There is no denying it; their behaviour throughout the campaign demonstrated nothing short of tribal-driven bullying. Scottish Labour views the 2011 SNP victory as a temporary bump in the road, and the power of the Yes movement as a result of people being lured in by Salmond’s Nationalist agenda. There remains a blanket denial that the diminishing support for Scottish Labour is in part a result of its passive acceptance of New Labour’s ideology, and its lack of desire to provide an alternative to the dominant orthodoxy that dictates politics in London.

Never was this more glaringly obvious than in the run up to the referendum. Scottish Labour’s role was almost entirely focused around a market liberal agenda for the preservation of a normative framework, unfettered Neoliberalism. The voices that dominated this were not ordinary people but were banks, supermarkets and other massively unethical and morally questionable corporate giants. I even saw a picture of Johann Lamont proudly standing next to an Asda who said that prices would increase post Yes vote. A corporate decision that would hit the vulnerable the hardest was regarded as a cause for celebration. Scottish Labour has forgotten that the economy works for the people, not vice versa.

Yet the more sinister presence in this campaign was that of fear. Backed by a largely compliant media, fear played a central role in the bid to preserve the union. This is far from my bias take on the matter; they referred to themselves as ‘Project Fear’. What I found most unbearable about this was that it did not focus on the affluent sectors of society. No, from pensions to the NHS, this was a campaign strategy that actually targeted the poor and the vulnerable, instead of standing up for them.

Unfortunately for Scottish Labour, the uncomfortable truth of the matter remains, the areas that voted Yes were also those with high levels of depravation and low life expectancy. I was at the Stirling referendum count. Watching areas like the Raploch voting Yes, only to see the likes of Dunblane and Bridge of Allan overwhelmingly say No was like watching the wealthy ignoring the poor’s cries for change. Not only have Scottish Labour played a central role in a campaign against the will of 37% of their own support based, they have also voted against the will of some of the poorest members of our society.

I watched the Labour Party conference. I watched Red Ed advocate a continuation of austerity measures targeting the safety net protecting the very poorest in our society. I was reminded of Scottish Labour’s ‘vote No to protect our NHS’, and was filled with a fresh wave of resentment.

Scottish Labour appears to think that the vote marked the end of discussion, but we are living in a changed Scotland. The traditional, tribal way in which we once perceived politics has been entirely deconstructed and it could not be more refreshing. The Yes movement was just the beginning of something beautiful. The grassroots groups in the Yes movement, from National Collective and Generation Yes to Radical Independence, the Common Weal and Women for Indy, will continue to thrive and act as vehicles for change.

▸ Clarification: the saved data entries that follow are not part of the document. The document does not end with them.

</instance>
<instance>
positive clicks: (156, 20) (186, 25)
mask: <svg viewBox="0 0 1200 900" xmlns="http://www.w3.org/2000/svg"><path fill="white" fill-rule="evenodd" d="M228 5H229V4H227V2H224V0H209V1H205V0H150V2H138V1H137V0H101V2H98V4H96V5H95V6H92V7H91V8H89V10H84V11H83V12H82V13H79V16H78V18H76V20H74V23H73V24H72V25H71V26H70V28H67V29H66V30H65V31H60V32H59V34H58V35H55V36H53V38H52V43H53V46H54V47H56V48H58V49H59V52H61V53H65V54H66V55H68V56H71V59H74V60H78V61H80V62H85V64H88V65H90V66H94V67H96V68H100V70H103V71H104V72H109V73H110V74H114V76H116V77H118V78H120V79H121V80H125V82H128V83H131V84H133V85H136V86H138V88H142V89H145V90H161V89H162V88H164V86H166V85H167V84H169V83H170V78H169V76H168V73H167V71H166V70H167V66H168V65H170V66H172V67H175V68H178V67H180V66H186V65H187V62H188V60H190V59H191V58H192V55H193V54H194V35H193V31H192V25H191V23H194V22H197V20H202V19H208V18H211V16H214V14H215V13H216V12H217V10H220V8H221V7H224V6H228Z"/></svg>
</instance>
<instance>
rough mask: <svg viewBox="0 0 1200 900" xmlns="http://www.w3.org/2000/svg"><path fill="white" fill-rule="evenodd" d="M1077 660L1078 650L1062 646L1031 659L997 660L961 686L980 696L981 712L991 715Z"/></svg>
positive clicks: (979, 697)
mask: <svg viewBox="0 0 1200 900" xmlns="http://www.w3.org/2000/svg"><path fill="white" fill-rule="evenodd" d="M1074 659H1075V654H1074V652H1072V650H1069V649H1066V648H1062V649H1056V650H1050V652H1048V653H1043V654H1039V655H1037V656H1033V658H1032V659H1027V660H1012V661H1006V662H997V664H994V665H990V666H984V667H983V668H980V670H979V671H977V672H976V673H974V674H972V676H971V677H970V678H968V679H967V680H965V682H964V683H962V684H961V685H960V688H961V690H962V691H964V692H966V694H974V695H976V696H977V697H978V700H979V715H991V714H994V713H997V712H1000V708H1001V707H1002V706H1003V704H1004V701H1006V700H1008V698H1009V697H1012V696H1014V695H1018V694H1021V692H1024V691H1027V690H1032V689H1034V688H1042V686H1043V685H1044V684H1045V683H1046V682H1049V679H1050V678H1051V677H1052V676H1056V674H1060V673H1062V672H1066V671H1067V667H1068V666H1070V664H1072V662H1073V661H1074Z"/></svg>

There is a very real appetite for an alternative to status quo, one that challenges the dominant economic and political framework of Westminster.

At a time when their popularity was already dwindling, this party played a central role in a market-based campaign that ostracized and encouraged fear without vision against the will of 37% of their own supporters and much of the working class. Realistically, Scottish Labour is in serious danger of a further fall from grace.